Sentimen global mengganggu persepsi pelaku pasar yang sudah kecewa terhadap perlambatan pertumbuhan ekonomi.
Oleh
Dimas Waraditya Nugraha
·3 menit baca
JAKARTA, KOMPAS — Sentimen global mengganggu persepsi pelaku pasar yang sudah kecewa terhadap perlambatan pertumbuhan ekonomi. Investor lokal kerap mengekor pergerakan investor asing sehingga bursa Indonesia akan goyah ketika investor asing mulai khawatir terhadap stabilitas aset ekuitas di Tanah Air.
Kekhawatiran investor pasar modal tecermin pada pelemahan Indeks Harga Saham Gabungan (IHSG) yang terjadi selama empat hari perdagangan beruntun. Pada perdagangan Selasa (6/8/2019), IHSG ditutup turun 0,91 persen ke level 6.119,47. Sepanjang tahun 2018 berjalan hingga hari ini, indeks telah melemah 1,21 persen.
Pada perdagangan hari sebelumnya, IHSG tersungkur 2,5 persen ke level 6.175,7. Ini menjadi pelemahan terdalam IHSG sejak 5 September 2018. Padahal, pada penutupan perdagangan Jumat akhir pekan lalu, IHSG sudah jatuh 0,65 persen. Adapun pada Kamis hari sebelumnya, IHSG juga turun 0,14 persen.
Berdasarkan data Bursa Efek Indonesia (BEI), pada hari Selasa investor asing mencatatkan aksi jual hingga Rp 2,07 triliun. Padahal, pada Senin sebelumnya, investor asing sudah lari dengan mencatatkan aksi jual sebesar Rp 1,09 triliun.
Saat dihubungi, Selasa, analis PT Panin Sekuritas Tbk, William Hartanto, mengatakan, pergerakan investor asing menjadi sebuah indikasi bagi pelaku pasar lain, terkait pergerakan indeks saham. Hal ini membuat IHSG menjadi goyah ketika investor asing memutuskan keluar dari pasar bursa Indonesia.
”Porsi kepemilikan investor asing sudah semakin sedikit dan mereka sudah tidak pegang kendali di pasar.
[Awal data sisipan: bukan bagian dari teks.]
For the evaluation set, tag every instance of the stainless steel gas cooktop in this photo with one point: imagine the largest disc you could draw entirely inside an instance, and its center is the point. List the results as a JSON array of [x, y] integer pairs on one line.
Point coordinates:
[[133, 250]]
Namun, yang selalu terjadi adalah investor asing melakukan aksi jual, lalu disusul oleh investor domestik,” ujarnya.
Memasuki triwulan ketiga setiap tahunnya, lanjut William, investor di pasar modal kerap keluar untuk mengambil untung atas kenaikan indeks saham yang terjadi pada paruh awal tahun berjalan. Apabila stabilitas ekonomi dan politik Tanah Air terjaga, investor asing akan kembali di bulan September.
Sementara itu, analis Artha Sekuritas, Dennies Christoper Jordan, menjelaskan, pelemahan IHSG secara beruntun dimulai sejak eskalasi tensi dagang antara Amerika Serikat (AS) dan China kembali meningkat.
Presiden AS Donald Trump mengumumkan akan mengenakan tarif tambahan 10 persen terhadap impor barang asal China senilai 300 miliar dollar AS mulai 1 September 2019. Menurut Trump, tarif tersebut merupakan tindakan jangka pendek yang besarannya bisa dinaikkan secara bertahap hingga 25 persen.
”Tekanan dari sentimen global masih terasa sehingga secara teknikal IHSG masih mengindikasikan tren pelemahan,” ujar Dennies.
Tidak hanya menggiring IHSG ke zona merah, sentimen perang dagang antara China dan AS juga membuat pasar bursa di regional Asia memerah.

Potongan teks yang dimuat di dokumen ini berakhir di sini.